この物語はフィクションです。これまで私が食べていたご飯は全て嘘でした。というくらいのニュアンスでこのテキストを読んでほしいなと、思っていますがどうでしょう。
今日は前職のスタッフ(私が室長を務めていた頃の(形式的には)部下)4名が私の借りているシェアオフィスのある熱海市に集まる日。私が会社を辞めてから5ヶ月程しか経っていないものの、そもそもリモートだったこともあり、「久々感」の高さでいくと1年くらい会ってないような感覚で、そわそわしながら午前中のミーティングと、午後の2本のミーティングを終えて、夕方の5時くらい、ビール片手に集合し…と書いているところで(これを書いているのは23:30着の電車で帰ってきた私)、さっき帰ってきてシャワーを浴びながら良い言い回しを思いついたはずなのに、それを忘れてしまって「ああ、先にその言葉だけメモしておけばよかったな」と思っているものの、「まあ、忘れてしまったくらいだからさほど良い言葉ではなかったのだろう」と、macbookの横に置いてある、帰ってきてから開けた赤ワイン(スペイン産)を飲んでいる。
昼ご飯について書く、ということだけが決められているので、まずは落ち着いて昼ごはんについて回想することを始めてみようと。

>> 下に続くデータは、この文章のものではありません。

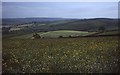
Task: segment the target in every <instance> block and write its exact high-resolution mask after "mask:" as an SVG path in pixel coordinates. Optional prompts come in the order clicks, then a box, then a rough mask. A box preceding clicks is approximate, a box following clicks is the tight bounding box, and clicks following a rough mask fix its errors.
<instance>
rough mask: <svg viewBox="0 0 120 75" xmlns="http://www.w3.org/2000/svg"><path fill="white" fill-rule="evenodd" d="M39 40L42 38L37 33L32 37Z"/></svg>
mask: <svg viewBox="0 0 120 75" xmlns="http://www.w3.org/2000/svg"><path fill="white" fill-rule="evenodd" d="M38 38H41V37H40V35H39V34H37V33H34V34H33V36H32V39H38Z"/></svg>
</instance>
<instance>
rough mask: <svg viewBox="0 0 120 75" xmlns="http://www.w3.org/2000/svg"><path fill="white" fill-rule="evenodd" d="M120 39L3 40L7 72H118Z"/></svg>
mask: <svg viewBox="0 0 120 75" xmlns="http://www.w3.org/2000/svg"><path fill="white" fill-rule="evenodd" d="M118 53H119V50H118V37H116V36H111V37H110V36H109V37H80V38H56V39H34V40H32V39H3V57H2V58H3V65H2V66H3V73H43V72H47V73H66V72H72V73H76V72H77V73H116V72H118V70H119V66H118V63H119V61H118V60H119V57H118V56H119V54H118Z"/></svg>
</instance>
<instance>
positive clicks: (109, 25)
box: [32, 18, 118, 31]
mask: <svg viewBox="0 0 120 75" xmlns="http://www.w3.org/2000/svg"><path fill="white" fill-rule="evenodd" d="M100 27H104V28H105V30H118V21H117V19H108V18H94V19H76V20H69V21H65V20H64V21H55V22H50V23H48V24H46V25H44V26H39V27H37V28H36V27H35V28H32V29H34V30H39V31H54V30H78V31H98V30H99V28H100Z"/></svg>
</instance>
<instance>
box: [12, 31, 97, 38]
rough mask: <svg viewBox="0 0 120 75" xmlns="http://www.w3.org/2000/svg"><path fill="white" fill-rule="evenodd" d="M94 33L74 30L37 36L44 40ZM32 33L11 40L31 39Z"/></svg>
mask: <svg viewBox="0 0 120 75" xmlns="http://www.w3.org/2000/svg"><path fill="white" fill-rule="evenodd" d="M94 33H96V32H87V31H74V30H58V31H49V32H39V33H38V34H39V35H40V36H41V37H45V38H58V37H59V36H63V37H69V36H72V37H76V36H86V35H90V34H94ZM32 35H33V33H31V34H26V35H20V36H16V37H12V38H22V39H25V38H26V39H28V38H31V37H32Z"/></svg>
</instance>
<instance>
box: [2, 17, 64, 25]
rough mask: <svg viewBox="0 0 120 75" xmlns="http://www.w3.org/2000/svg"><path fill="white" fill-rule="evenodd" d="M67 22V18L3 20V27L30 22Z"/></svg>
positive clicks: (50, 18)
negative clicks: (9, 25)
mask: <svg viewBox="0 0 120 75" xmlns="http://www.w3.org/2000/svg"><path fill="white" fill-rule="evenodd" d="M57 20H65V18H3V19H2V25H16V24H23V23H30V22H50V21H57Z"/></svg>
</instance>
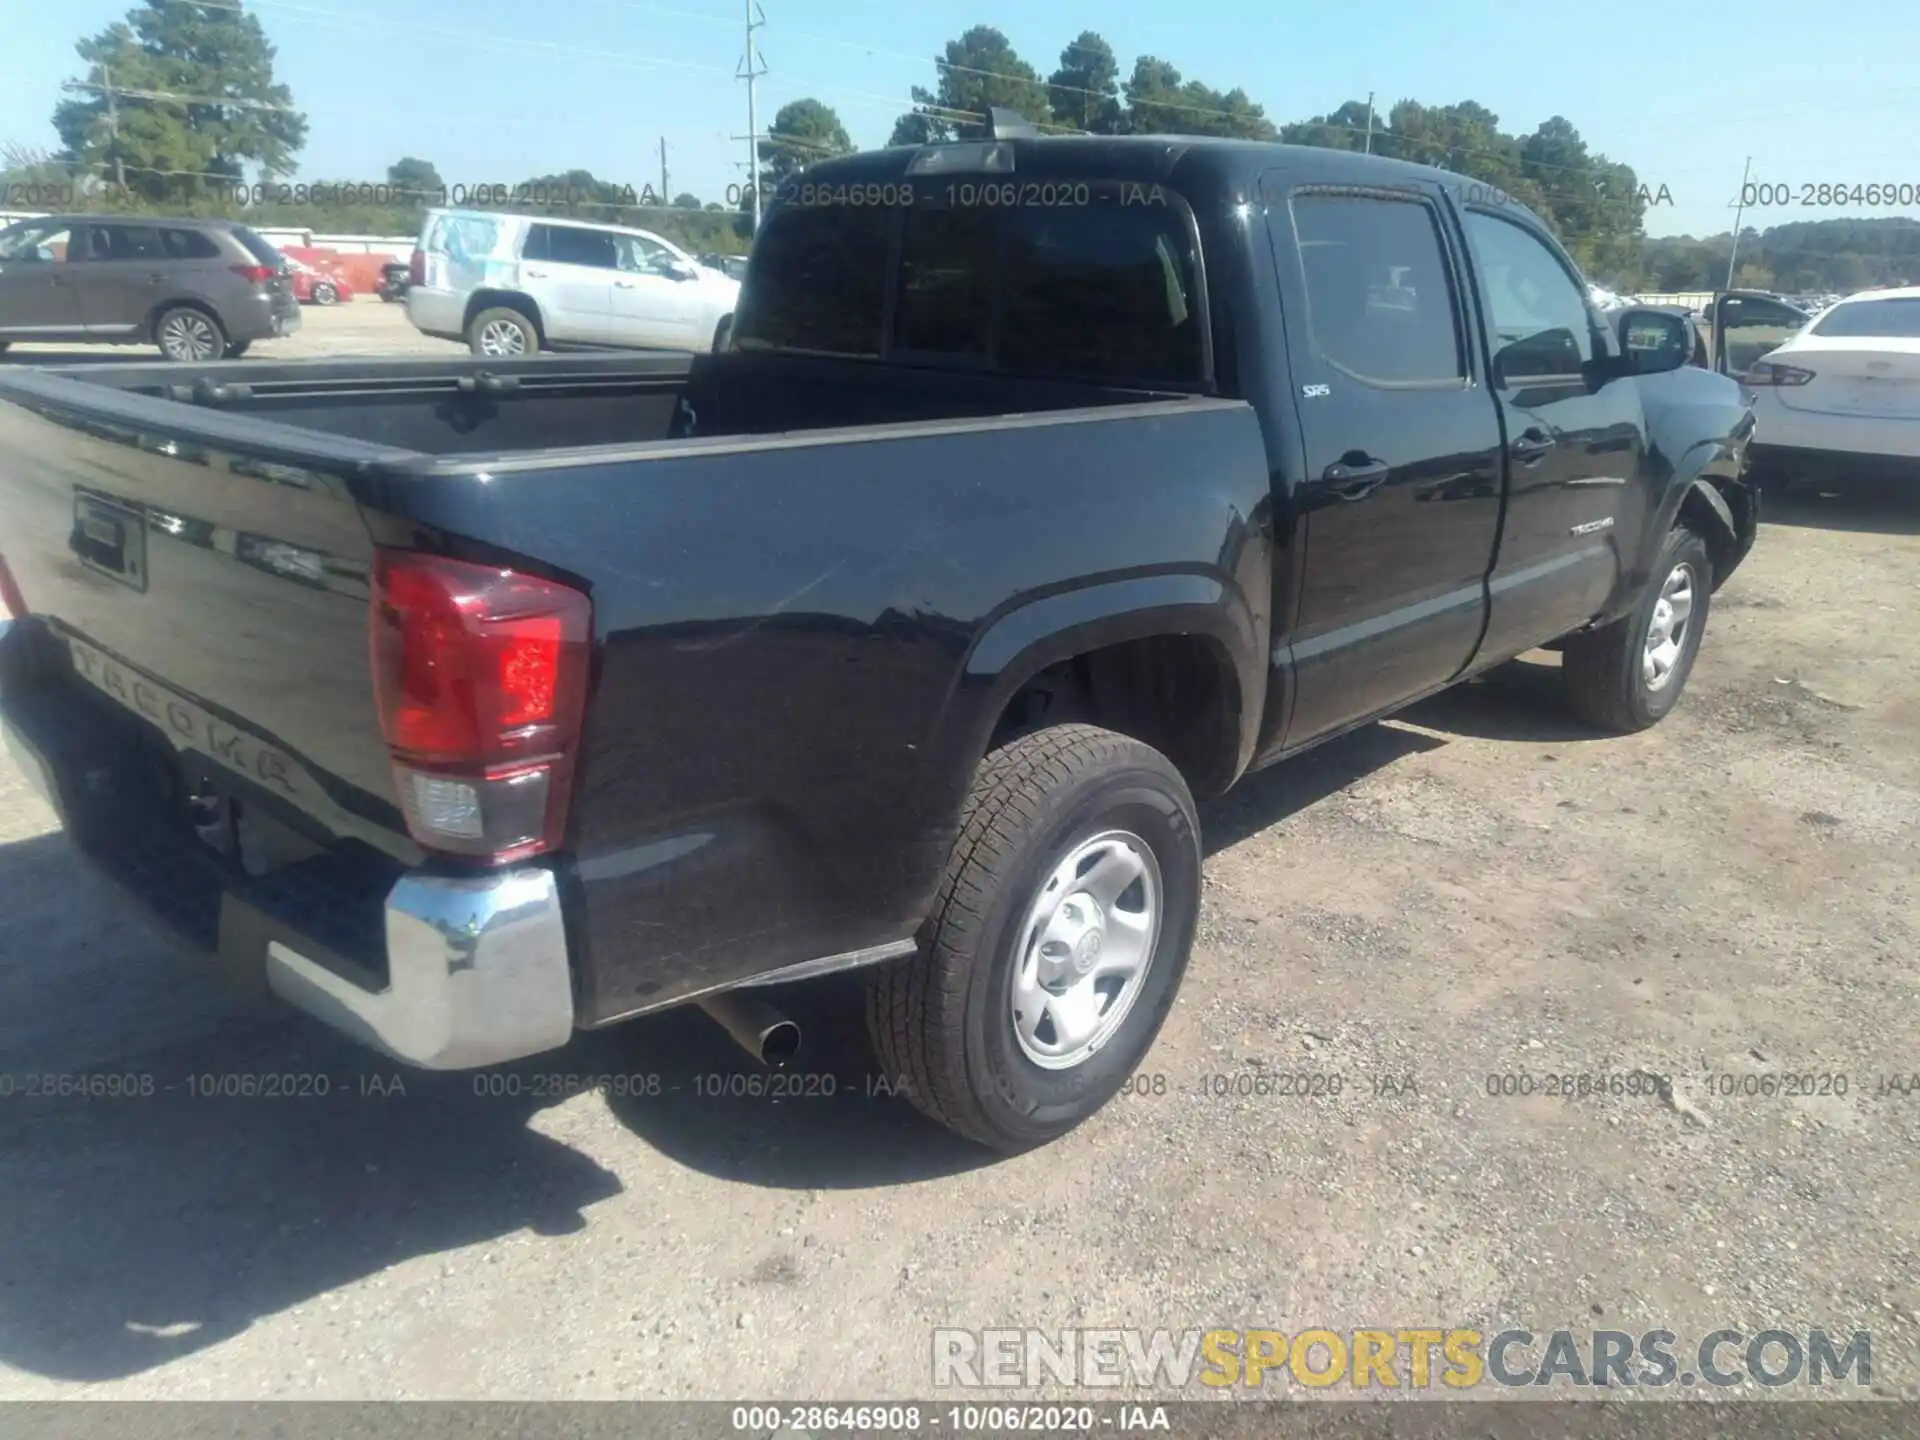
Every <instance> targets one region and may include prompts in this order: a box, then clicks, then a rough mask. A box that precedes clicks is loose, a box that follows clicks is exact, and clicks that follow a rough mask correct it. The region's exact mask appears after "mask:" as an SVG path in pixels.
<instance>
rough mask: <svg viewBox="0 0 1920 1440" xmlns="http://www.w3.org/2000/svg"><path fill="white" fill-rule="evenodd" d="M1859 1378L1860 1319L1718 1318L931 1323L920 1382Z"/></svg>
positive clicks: (1110, 1385)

(ワインを注ぐ音) という、ト書を模したテキストを打っている時点で「このテキストはあったことをあったままに書く」というスタンスから外れていて、あまり良くないなとは思いつつ、まあ、誰が読むものでもない文章なので、改める・振り返るなどという整えは、散々クライアントワークによって染み込んだ考えなので、一度タイプした文章は無責任に責任を持つ、というのが良かろうと。という、ことを書くことで「このテキストはあったことをあったままに書く」ということを担保したい。

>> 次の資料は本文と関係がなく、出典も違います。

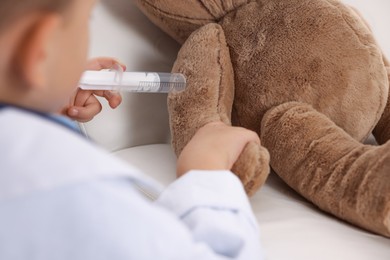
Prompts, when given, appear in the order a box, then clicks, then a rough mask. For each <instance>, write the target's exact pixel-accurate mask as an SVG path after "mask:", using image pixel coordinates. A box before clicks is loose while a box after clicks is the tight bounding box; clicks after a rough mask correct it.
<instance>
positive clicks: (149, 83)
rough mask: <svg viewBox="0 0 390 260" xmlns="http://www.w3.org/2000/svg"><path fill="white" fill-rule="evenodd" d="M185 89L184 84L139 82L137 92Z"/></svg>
mask: <svg viewBox="0 0 390 260" xmlns="http://www.w3.org/2000/svg"><path fill="white" fill-rule="evenodd" d="M184 88H185V84H183V83H182V82H150V81H140V82H139V90H145V91H150V90H151V89H153V90H166V91H168V90H171V89H174V90H179V91H180V90H182V89H184Z"/></svg>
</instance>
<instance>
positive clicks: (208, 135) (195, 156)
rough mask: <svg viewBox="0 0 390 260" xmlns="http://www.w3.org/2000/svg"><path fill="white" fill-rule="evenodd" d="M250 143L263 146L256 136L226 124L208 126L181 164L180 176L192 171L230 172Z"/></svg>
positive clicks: (188, 147)
mask: <svg viewBox="0 0 390 260" xmlns="http://www.w3.org/2000/svg"><path fill="white" fill-rule="evenodd" d="M248 142H256V143H259V144H260V139H259V137H258V135H257V134H256V133H255V132H252V131H250V130H247V129H245V128H241V127H232V126H228V125H226V124H224V123H222V122H213V123H208V124H206V125H205V126H203V127H202V128H200V129H199V130H198V132H196V134H195V135H194V137H193V138H192V139H191V141H190V142H189V143H188V144H187V145H186V146H185V147H184V149H183V151H182V152H181V154H180V156H179V158H178V161H177V176H178V177H180V176H182V175H183V174H185V173H186V172H188V171H190V170H230V169H231V168H232V167H233V164H234V163H235V162H236V160H237V159H238V157H239V155H240V154H241V151H242V150H243V149H244V147H245V145H246V144H247V143H248Z"/></svg>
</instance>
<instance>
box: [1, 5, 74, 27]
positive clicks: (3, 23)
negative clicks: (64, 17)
mask: <svg viewBox="0 0 390 260" xmlns="http://www.w3.org/2000/svg"><path fill="white" fill-rule="evenodd" d="M72 2H73V1H72V0H0V31H1V30H2V29H3V28H4V27H6V26H7V25H8V24H9V23H11V22H12V21H14V20H15V19H18V18H19V17H20V16H22V15H24V14H27V13H29V12H37V11H38V12H62V11H63V10H65V9H66V7H68V6H69V5H70V4H71V3H72Z"/></svg>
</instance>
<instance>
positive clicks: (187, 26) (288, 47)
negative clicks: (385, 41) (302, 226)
mask: <svg viewBox="0 0 390 260" xmlns="http://www.w3.org/2000/svg"><path fill="white" fill-rule="evenodd" d="M137 1H138V5H139V7H140V8H141V9H142V10H143V12H144V13H145V14H146V15H147V16H148V17H149V18H150V19H151V20H152V21H153V22H154V23H155V24H157V25H158V26H159V27H160V28H162V29H163V30H164V31H166V32H167V33H168V34H170V35H171V36H172V37H173V38H175V39H176V40H177V41H178V42H180V43H183V46H182V49H181V51H180V53H179V55H178V58H177V61H176V63H175V65H174V68H173V71H175V72H181V73H183V74H185V75H186V77H187V80H188V84H187V89H186V90H185V91H183V92H177V93H171V94H170V95H169V100H168V102H169V113H170V117H171V130H172V134H173V146H174V149H175V152H176V153H177V154H180V152H181V150H182V149H183V147H184V146H185V145H186V143H187V142H188V141H189V140H190V138H191V137H192V136H193V135H194V133H195V132H196V130H197V129H199V128H200V127H202V126H203V125H204V124H206V123H208V122H210V121H216V120H221V121H223V122H225V123H226V124H232V125H237V126H242V127H245V128H248V129H251V130H253V131H256V132H257V133H258V134H259V136H260V139H261V142H262V146H259V145H257V144H254V143H250V144H248V145H247V146H246V147H245V149H244V151H243V152H242V154H241V155H240V157H239V159H238V161H237V162H236V164H235V165H234V167H233V169H232V170H233V172H235V173H236V174H237V175H238V176H239V177H240V179H241V180H242V182H243V184H244V186H245V189H246V191H247V193H248V194H250V195H251V194H253V193H254V192H255V191H256V190H257V189H258V188H259V187H260V186H261V185H262V184H263V183H264V181H265V179H266V177H267V175H268V173H269V165H271V167H272V168H273V170H274V171H275V172H276V173H277V174H278V175H279V176H280V177H281V178H282V179H283V180H284V181H285V182H286V183H287V184H288V185H289V186H291V187H292V188H293V189H295V190H296V191H297V192H299V193H300V194H301V195H303V196H304V197H305V198H307V199H308V200H310V201H312V202H313V203H314V204H315V205H317V206H318V207H319V208H321V209H322V210H324V211H327V212H329V213H331V214H333V215H335V216H337V217H339V218H342V219H344V220H346V221H349V222H351V223H353V224H355V225H358V226H360V227H363V228H365V229H368V230H370V231H373V232H376V233H379V234H382V235H384V236H390V142H388V140H389V139H390V103H389V102H388V94H389V75H390V65H389V63H388V61H387V60H386V59H385V58H384V56H383V54H382V52H381V49H380V48H379V47H378V45H377V43H376V42H375V40H374V38H373V36H372V33H371V31H370V29H369V28H368V26H367V24H366V23H365V22H364V20H363V19H362V18H361V16H360V15H359V14H358V13H357V12H356V11H355V10H353V9H351V8H350V7H347V6H345V5H344V4H342V3H341V2H340V1H338V0H137ZM371 132H373V133H374V136H375V137H376V140H377V142H378V143H379V144H380V145H379V146H370V145H364V144H362V141H364V140H365V139H366V138H367V137H368V136H369V135H370V133H371Z"/></svg>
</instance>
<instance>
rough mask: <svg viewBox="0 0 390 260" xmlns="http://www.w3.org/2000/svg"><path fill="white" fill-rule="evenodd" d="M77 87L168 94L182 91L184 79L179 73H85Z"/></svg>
mask: <svg viewBox="0 0 390 260" xmlns="http://www.w3.org/2000/svg"><path fill="white" fill-rule="evenodd" d="M79 86H80V88H81V89H86V90H115V91H126V92H141V93H168V92H172V91H174V92H178V91H182V90H184V89H185V87H186V78H185V77H184V75H183V74H180V73H158V72H124V71H122V70H121V69H117V70H109V71H86V72H84V74H83V76H82V77H81V80H80V82H79Z"/></svg>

午前中の打ち合わせを自宅で終え、正午過ぎにシェアオフィスのある熱海に着く。同時刻に新幹線で到着したメンバーと改札で合流する。彼の髪が伸びている。昼ごはんは先に現地入りしていたもう一人と3人で食べることになっていて。昼ごはんを食べる場所をどうするか、に関しては、私が候補を出さざるを得ないので、行ったことのある店・行ったことはないが行った方が良い店のリストをSlackに投稿し、その中にあった三島由紀夫が愛したハンバーガーを出す(私の行ったことのない店)へ向かう。 外にはメニューらしきものがなくて、どうしようか躊躇するが、一緒にいる一人がグググと入ってくれるので有難い。「ランチはありますか」と聞いてくれて、オーナーらしき男性が「無いが、ハンバーガーセットはある」と答えて、それが食べたかったのだ、となる。実は三島由紀夫の本は一冊も読んだことがない。
やや小ぶりなグラスに入った水が出されから数十分待った頃に、空のコーヒーカップが人数分運ばれてきて、空だな、と思っていると、「これからコーヒーを注ぎます」と、その男性が言った。